Starfield Still Fails to Captivate After Two Years

▼ Summary
– The author’s initial enjoyment of Starfield has diminished due to unimpressive survival mechanics and lackluster expansion content.
– The game’s large file size (120+ GB) and Bethesda’s monetization of faction quests further reduced the author’s interest in reinstalling it.
– The author lost hundreds of gigabytes of gameplay footage, making them question whether the game’s memorable moments were worth preserving.
– Bethesda’s marketing emphasized Starfield’s vast emptiness as a feature, but the author found it failed to deliver meaningful exploration or discovery.
– Despite occasional beautiful visuals, the game’s overall experience didn’t leave a lasting impression, making the lost footage feel insignificant.
Two years after its release, Starfield continues to struggle with delivering a truly captivating experience. Despite initial excitement and Bethesda’s ambitious promises, the game’s vast universe often feels hollow, leaving players questioning whether its fleeting moments of beauty are worth the hefty storage space.
When Starfield launched in 2023, I spent over 150 hours exploring its galaxies, hoping to uncover the magic Bethesda had hyped. Yet, even with survival mechanics and mods adding minor distractions, the experience never deepened. The game’s lone expansion, offering little beyond superficial planetary driving and fragmented faction quests locked behind paywalls, failed to reignite my interest.
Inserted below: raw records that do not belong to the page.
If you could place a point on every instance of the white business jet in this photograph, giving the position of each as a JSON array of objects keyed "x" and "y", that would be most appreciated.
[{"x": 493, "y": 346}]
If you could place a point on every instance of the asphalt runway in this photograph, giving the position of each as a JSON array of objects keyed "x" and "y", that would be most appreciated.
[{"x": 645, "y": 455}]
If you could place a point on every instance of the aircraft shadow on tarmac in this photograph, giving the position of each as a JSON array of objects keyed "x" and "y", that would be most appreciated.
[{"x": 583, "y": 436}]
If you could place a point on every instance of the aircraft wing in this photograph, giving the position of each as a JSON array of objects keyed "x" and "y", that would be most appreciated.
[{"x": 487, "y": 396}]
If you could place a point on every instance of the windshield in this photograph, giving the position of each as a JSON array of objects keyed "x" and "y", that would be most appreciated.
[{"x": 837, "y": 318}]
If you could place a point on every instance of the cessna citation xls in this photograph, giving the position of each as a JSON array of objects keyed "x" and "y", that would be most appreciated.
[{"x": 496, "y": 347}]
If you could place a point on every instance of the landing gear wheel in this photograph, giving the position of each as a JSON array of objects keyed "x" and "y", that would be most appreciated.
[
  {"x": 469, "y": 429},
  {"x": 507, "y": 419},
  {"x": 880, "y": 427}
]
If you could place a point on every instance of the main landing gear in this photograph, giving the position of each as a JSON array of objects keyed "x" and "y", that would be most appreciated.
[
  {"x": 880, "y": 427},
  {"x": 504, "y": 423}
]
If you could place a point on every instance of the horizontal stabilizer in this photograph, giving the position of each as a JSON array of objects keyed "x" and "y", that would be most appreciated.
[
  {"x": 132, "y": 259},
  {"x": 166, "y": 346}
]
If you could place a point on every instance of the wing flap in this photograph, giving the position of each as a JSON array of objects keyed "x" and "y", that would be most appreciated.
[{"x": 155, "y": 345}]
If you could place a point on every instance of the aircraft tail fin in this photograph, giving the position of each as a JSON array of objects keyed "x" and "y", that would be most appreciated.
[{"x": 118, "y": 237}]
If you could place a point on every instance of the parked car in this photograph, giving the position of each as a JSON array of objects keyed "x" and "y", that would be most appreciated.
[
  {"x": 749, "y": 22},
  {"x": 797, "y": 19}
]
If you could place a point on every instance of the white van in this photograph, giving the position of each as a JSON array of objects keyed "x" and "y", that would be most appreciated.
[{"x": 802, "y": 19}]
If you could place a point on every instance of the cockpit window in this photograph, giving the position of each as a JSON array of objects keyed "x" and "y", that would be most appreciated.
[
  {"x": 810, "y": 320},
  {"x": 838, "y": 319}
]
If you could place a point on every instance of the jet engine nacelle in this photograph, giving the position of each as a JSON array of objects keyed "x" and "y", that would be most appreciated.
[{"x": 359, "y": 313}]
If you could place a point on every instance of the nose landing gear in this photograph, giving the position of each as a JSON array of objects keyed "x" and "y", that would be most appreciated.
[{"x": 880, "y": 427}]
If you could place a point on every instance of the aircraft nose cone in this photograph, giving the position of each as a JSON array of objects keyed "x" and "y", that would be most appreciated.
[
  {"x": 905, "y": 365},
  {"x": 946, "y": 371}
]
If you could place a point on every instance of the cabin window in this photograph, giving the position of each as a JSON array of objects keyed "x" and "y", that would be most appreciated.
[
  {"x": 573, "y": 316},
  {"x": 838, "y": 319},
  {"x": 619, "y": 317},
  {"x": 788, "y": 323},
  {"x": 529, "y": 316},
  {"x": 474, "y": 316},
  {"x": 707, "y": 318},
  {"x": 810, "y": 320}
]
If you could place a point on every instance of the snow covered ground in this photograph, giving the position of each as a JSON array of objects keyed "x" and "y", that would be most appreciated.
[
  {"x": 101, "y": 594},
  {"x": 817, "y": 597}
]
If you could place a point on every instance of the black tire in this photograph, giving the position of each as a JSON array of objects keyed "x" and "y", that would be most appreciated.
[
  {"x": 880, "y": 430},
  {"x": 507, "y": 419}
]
Now, with hundreds of gigabytes of lost gameplay footage, accidentally deleted in a frantic storage cleanup, I’m left wondering if those scattered moments of wonder were ever meaningful.
The game’s emptiness was defended early on, with Bethesda’s Ashley Cheng comparing it to the moon landing: “When the astronauts went to the moon, there was nothing there. They certainly weren’t bored.” But unlike real-life exploration, Starfield’s vastness rarely rewards curiosity. Todd Howard’s claims of groundbreaking discovery fall flat when planets feel interchangeable and encounters lack depth.
Losing my archived footage, hours of starry vistas and occasional surprises, should have stung. Instead, it highlighted how little of Starfield truly stuck with me. Unlike cherished travel photos or unforgettable in-game worlds, its universe never felt worth preserving. Bethesda’s insistence that Starfield was “one of the most important RPGs ever made” rings hollow when its legacy is defined more by missed potential than lasting impact.
For a game built on the promise of endless exploration, Starfield ironically leaves players with little to hold onto. Its galaxies may be vast, but without meaningful substance, they’re easily forgotten.